🤖 AI Summary
To address delayed personalized responses and excessive administrative overhead in university admissions counseling, this paper proposes a lightweight, open-source dialogue support system. Methodologically, it integrates retrieval-augmented generation (RAG) with a configurable FAQ-matching module, featuring a novel semantic-mapping-based FAQ retriever that significantly improves knowledge-base recall accuracy—outperforming conventional dense and hybrid retrieval approaches—and supports administrator-driven fine-tuning.
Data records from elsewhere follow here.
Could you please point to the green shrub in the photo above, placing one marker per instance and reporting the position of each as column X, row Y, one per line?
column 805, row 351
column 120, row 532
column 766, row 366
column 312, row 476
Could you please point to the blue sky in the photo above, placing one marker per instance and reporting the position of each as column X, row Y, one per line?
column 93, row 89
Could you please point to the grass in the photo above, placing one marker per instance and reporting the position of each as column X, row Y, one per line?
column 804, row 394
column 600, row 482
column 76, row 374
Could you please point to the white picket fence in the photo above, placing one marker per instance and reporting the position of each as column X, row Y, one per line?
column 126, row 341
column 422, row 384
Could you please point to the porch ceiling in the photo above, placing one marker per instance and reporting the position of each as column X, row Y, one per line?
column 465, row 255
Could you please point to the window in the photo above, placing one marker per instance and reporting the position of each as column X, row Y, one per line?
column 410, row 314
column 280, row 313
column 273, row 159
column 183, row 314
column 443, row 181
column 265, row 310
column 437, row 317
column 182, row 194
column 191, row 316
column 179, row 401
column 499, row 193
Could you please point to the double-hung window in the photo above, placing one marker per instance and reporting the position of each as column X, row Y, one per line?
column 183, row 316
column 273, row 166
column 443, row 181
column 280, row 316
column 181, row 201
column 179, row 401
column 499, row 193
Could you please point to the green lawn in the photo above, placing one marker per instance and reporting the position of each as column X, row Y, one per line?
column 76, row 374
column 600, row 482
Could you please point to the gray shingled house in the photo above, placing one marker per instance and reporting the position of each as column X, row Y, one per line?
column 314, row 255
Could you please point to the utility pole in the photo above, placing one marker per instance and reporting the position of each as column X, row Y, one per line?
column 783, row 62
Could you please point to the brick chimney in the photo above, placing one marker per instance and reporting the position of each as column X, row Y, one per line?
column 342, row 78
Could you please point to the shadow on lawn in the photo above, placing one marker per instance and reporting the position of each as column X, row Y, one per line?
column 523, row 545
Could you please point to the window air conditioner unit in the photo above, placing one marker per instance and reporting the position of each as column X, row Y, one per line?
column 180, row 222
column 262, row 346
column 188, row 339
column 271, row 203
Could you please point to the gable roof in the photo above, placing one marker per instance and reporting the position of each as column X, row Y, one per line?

The system adopts a streamlined architecture with minimal computational resource requirements, making it well-suited for resource-constrained academic environments. Technical evaluation and real-world deployment demonstrate that the system meets target performance across response latency, personalization quality, and deployment feasibility. It effectively alleviates operational burdens on admissions teams and establishes a reusable, lightweight paradigm for practical AI deployment in education.
📝 Abstract
We present Marcel, a lightweight and open-source conversational agent designed to support prospective students with admission-related inquiries. The system aims to provide fast and personalized responses, while reducing workload of university staff. We employ retrieval-augmented generation to ground answers in university resources and to provide users with verifiable, contextually relevant information. To improve retrieval quality, we introduce an FAQ retriever that maps user questions to knowledge-base entries, allowing administrators to steer retrieval, and improving over standard dense/hybrid retrieval strategies. The system is engineered for easy deployment in resource-constrained academic settings. We detail the system architecture, provide a technical evaluation of its components, and report insights from a real-world deployment.